Automated Chorus Detection

Overview

A hierarchical convolutional recurrent neural network designed for musical structure analysis, specifically optimized for detecting choruses in music recordings. The model was initially trained on 332 annotated songs from electronic music genres and achieved an F1 score of 0.864 (Precision: 0.831, Recall: 0.900) on unseen test data. For more details, scroll down to the Project Technical Summary section.

Quick Links

Quick Installation

# Clone repository
git clone https://github.com/dennisvdang/chorus-detection.git
cd chorus-detection

# Set up environment
conda env create -f environment.yml
conda activate chorus-detection
pip install -r requirements.txt

# With conda environment activated
# Run the web-app locally (recommended)
streamlit run web/app.py

# Or run the CLI
python cli/cli_app.py

Project Structure

chorus-detection/
│
├── core/                 # Core functionality
│   ├── audio_processor.py   # Audio processing and feature extraction
│   ├── model.py             # Model loading and prediction
│   ├── utils.py             # Utility functions
│   └── visualization.py     # Plotting and visualization
│
├── cli/                  # Command-line interface
│   └── cli_app.py           # CLI application
│
├── web/                  # Web interface
│   └── app.py               # Streamlit web application
│
├── models/               # Pre-trained models
├── input/                # Input audio files
├── output/               # Output files and visualizations
│
├── setup.py              # Package setup
├── requirements.txt      # Package requirements
├── Dockerfile            # Docker configuration
└── docker-compose.yml    # Docker Compose configuration

Project Technical Summary

Data

The dataset consists of 332 manually labeled songs, predominantly from electronic music genres. Data preparation involved:

Audio preprocessing: Formatting songs uniformly, processing at a consistent sampling rate, trimming silence, and extracting metadata using Spotify's API. Link to preprocessing notebook
Manual Chorus Labeling: Labeling the start and end timestamps of choruses following a set of guidelines. More details on the annotation process can be found in the Annotation Guide pdf.

Model Preprocessing

Features such as Root Mean Squared energy, key-invariant chromagrams, Melspectrograms, MFCCs, and tempograms were extracted. These features were decomposed using Non-negative Matrix Factorization using an optimal number of components derived in our exploratory analysis.
Songs were segmented into timesteps based on musical meters, with positional and grid encoding applied to every audio frame and meter, respectively. Songs and labels were uniformly padded and split into train/validation/test sets, processed into batch sizes of 32 using a custom generator.

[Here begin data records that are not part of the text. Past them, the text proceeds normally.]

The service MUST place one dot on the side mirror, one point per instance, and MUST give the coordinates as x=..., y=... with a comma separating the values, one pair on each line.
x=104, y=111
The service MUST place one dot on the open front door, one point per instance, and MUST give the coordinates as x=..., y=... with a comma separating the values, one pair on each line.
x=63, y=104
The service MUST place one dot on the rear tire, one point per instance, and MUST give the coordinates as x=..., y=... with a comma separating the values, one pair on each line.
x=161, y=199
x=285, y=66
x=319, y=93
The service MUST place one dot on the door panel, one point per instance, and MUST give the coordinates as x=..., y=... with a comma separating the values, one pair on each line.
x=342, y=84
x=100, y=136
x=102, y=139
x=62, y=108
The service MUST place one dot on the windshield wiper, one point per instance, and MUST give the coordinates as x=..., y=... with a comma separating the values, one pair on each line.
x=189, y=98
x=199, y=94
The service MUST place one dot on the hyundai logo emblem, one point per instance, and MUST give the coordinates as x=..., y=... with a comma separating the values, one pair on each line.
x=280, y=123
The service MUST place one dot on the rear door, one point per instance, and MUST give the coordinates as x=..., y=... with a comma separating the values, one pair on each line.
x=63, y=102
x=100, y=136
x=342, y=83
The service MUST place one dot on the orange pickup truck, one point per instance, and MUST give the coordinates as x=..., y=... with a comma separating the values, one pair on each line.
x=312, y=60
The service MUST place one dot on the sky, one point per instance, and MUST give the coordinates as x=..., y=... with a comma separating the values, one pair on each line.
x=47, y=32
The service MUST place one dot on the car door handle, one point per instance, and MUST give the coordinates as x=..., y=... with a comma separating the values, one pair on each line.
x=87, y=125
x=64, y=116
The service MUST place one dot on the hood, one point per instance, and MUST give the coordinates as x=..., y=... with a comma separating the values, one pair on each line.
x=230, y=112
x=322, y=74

Below are examples of audio feature visualizations of a song with 3 choruses (highlighted in green). The gridlines represent the musical meters, which are used to divide the song into segments; these segments then serve as the timesteps for the CRNN input.

Model Architecture

The model employs a two-tier architecture that respects the heirarchical structure of music (frames → meters → song)

Input Features:

The model receives as input a song's feature vector (NMF-activated features derived from RMS, mel spectrogram, chromagram, tempogram, and MFCCs). These are computed per frame and grouped by musical meter.

CNN Layers:

The CNN layers (3 Conv1D + MaxPooling1D layers) apply a series of learnable filters to the input features, sliding across the time (frame) dimension within each meter segment, and outputs a single feature vector (embedding) that summarizes the temporal information found within that meter. Note that there is no information shared between meters at this stage; each meter’s frames are processed in isolation.

LSTM Layer:

After the CNN layers, the sequence of meter embeddings that make up the input song is passed to a bidirectional LSTM, allowing the model to capture both past and future context across the song’s structure. The LSTM outputs a sequence of hidden states, one for each meter, which are then used for final classification.

Output Layer:

A TimeDistributed dense layer with a sigmoid activation is applied to the LSTM outputs, producing a probability for each meter indicating the likelihood that it corresponds to a chorus section. The model is trained using a custom binary cross-entropy loss that masks out padded values, allowing the model to learn from variable-length songs.

def create_crnn_model(max_frames_per_meter, max_meters, n_features):
    """
    Args:
    max_frames_per_meter (int): Maximum number of frames per meter.
    max_meters (int): Maximum number of meters.
    n_features (int): Number of features per frame.
    """
    frame_input = layers.Input(shape=(max_frames_per_meter, n_features))
    conv1 = layers.Conv1D(filters=128, kernel_size=3, activation='relu', padding='same')(frame_input)
    pool1 = layers.MaxPooling1D(pool_size=2, padding='same')(conv1)
    conv2 = layers.Conv1D(filters=256, kernel_size=3, activation='relu', padding='same')(pool1)
    pool2 = layers.MaxPooling1D(pool_size=2, padding='same')(conv2)
    conv3 = layers.Conv1D(filters=256, kernel_size=3, activation='relu', padding='same')(pool2)
    pool3 = layers.MaxPooling1D(pool_size=2, padding='same')(conv3)
    frame_features = layers.Flatten()(pool3)
    frame_feature_model = Model(inputs=frame_input, outputs=frame_features)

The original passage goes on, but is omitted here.